For your information, there is a third value, a Project Number, which some APIs use. Learn more about all three of these values in the documentation.

Next, you'll need to enable billing in the Cloud Console to use Cloud resources/APIs. Running through this codelab won't cost much, if anything at all. To shut down resources to avoid incurring billing beyond this tutorial, you can delete the resources you created or delete the project. New Google Cloud users are eligible for the $300 USD Free Trial program.

Start Cloud Shell

While Google Cloud can be operated remotely from your laptop, in this codelab you will be using Google Cloud Shell, a command line environment running in the Cloud.

From the Google Cloud Console, click the Cloud Shell icon on the top right toolbar:

It should only take a few moments to provision and connect to the environment. When it is finished, you should see something like this:

This virtual machine is loaded with all the development tools you'll need.

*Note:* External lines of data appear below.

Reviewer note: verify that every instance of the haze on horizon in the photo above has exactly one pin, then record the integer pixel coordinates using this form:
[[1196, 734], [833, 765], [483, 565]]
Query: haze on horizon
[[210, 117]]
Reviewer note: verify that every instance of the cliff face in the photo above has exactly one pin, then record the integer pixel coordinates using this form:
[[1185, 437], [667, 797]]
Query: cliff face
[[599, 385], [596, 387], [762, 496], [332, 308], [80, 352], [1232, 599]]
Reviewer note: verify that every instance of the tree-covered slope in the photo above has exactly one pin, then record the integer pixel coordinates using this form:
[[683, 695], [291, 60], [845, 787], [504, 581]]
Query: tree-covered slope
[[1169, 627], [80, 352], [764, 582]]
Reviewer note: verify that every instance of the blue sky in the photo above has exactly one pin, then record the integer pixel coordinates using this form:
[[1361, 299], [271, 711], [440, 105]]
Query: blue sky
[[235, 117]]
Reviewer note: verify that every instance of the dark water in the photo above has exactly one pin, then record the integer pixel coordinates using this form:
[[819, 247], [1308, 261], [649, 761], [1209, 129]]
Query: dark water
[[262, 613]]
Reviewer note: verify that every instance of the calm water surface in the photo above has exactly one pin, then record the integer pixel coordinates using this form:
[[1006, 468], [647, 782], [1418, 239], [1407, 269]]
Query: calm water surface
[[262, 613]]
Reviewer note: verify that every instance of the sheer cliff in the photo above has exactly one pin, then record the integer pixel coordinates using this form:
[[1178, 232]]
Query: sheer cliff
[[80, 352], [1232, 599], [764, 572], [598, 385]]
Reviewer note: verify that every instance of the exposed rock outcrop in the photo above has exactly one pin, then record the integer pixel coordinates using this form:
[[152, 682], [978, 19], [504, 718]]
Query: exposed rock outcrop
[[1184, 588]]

It offers a persistent 5GB home directory, and runs on Google Cloud, greatly enhancing network performance and authentication. All of your work in this codelab can be done within a browser. You do not need to install anything.

3. Before you begin

Enable API

Output:

Inside Cloud Shell, make sure that your project ID is setup:

PROJECT_ID=$(gcloud config get-value project)
echo $PROJECT_ID

If it is not defined in the cloud shell configuration set it up using following commands

export PROJECT_ID=<your project>
gcloud config set project $PROJECT_ID

Enable all necessary services:

gcloud services enable compute.googleapis.com
gcloud services enable container.googleapis.com

Expected output

student@cloudshell:~ (test-project-001-402417)$ PROJECT_ID=test-project-001-402417
student@cloudshell:~ (test-project-001-402417)$ gcloud config set project test-project-001-402417
Updated property [core/project].
student@cloudshell:~ (test-project-001-402417)$ gcloud services enable compute.googleapis.com
gcloud services enable container.googleapis.com
Operation "operations/acat.p2-4470404856-1f44ebd8-894e-4356-bea7-b84165a57442" finished successfully.

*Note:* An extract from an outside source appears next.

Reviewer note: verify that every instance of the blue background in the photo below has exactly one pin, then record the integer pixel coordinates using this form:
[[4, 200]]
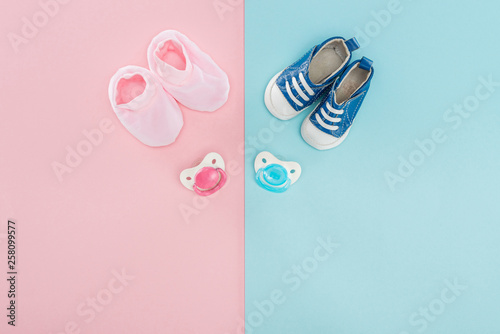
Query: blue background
[[397, 247]]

4. Deploy AlloyDB Omni on GKE

To deploy AlloyDB Omni on GKE we need to prepare a Kubernetes cluster following the requirements listed in the AlloyDB Omni operator requirements.

Create a GKE Cluster

We need to deploy a standard GKE cluster with a pool configuration sufficient to deploy a pod with AlloyDB Omni instance. We need at least 2 CPU and 8 GB of RAM for Omni with some room for operator and monitoring services.

Set up the environment variables for your deployment.

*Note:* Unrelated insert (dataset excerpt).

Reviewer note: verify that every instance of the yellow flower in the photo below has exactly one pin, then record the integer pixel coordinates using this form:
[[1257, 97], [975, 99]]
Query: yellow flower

export PROJECT_ID=$(gcloud config get project)
export LOCATION=us-central1
export CLUSTER_NAME=alloydb-ai-gke
export MACHINE_TYPE=e2-standard-4

Then we use gcloud to create the GKE standard cluster.

gcloud container clusters create ${CLUSTER_NAME} \
  --project=${PROJECT_ID} \
  --region=${LOCATION} \
  --workload-pool=${PROJECT_ID}.svc.id.goog \
  --release-channel=rapid \
  --machine-type=${MACHINE_TYPE} \
  --num-nodes=1

Expected console output:

student@cloudshell:~ (gleb-test-short-001-415614)$ export PROJECT_ID=$(gcloud config get project)
export LOCATION=us-central1
export CLUSTER_NAME=alloydb-ai-gke
export MACHINE_TYPE=n2-highmem-2
Your active configuration is: [gleb-test-short-001-415614]
student@cloudshell:~ (gleb-test-short-001-415614)$ gcloud container clusters create ${CLUSTER_NAME} \
  --project=${PROJECT_ID} \
  --region=${LOCATION} \
  --workload-pool=${PROJECT_ID}.svc.id.goog \
  --release-channel=rapid \
  --machine-type=${MACHINE_TYPE} \
  --num-nodes=1
Note: The Kubelet readonly port (10255) is now deprecated. Please update your workloads to use the recommended alternatives. See https://cloud.google.com/kubernetes-engine/docs/how-to/disable-kubelet-readonly-port for ways to check usage and for migration instructions.
Note: Your Pod address range (`--cluster-ipv4-cidr`) can accommodate at most 1008 node(s).
Creating cluster alloydb-ai-gke in us-central1..


NAME: omni01
ZONE: us-central1-a
MACHINE_TYPE: e2-standard-4
PREEMPTIBLE: 
INTERNAL_IP: 10.128.0.3
EXTERNAL_IP: 35.232.157.123
STATUS: RUNNING
student@cloudshell:~ (gleb-test-short-001-415614)$

Prepare the Cluster

We need to install required components such as cert-manager service. We can follow steps in the documentation for cert-manager installation

We use the Kubernetes command-line tool, kubectl, which is already installed in Cloud Shell. Before using the utility we need to get credentials for our cluster.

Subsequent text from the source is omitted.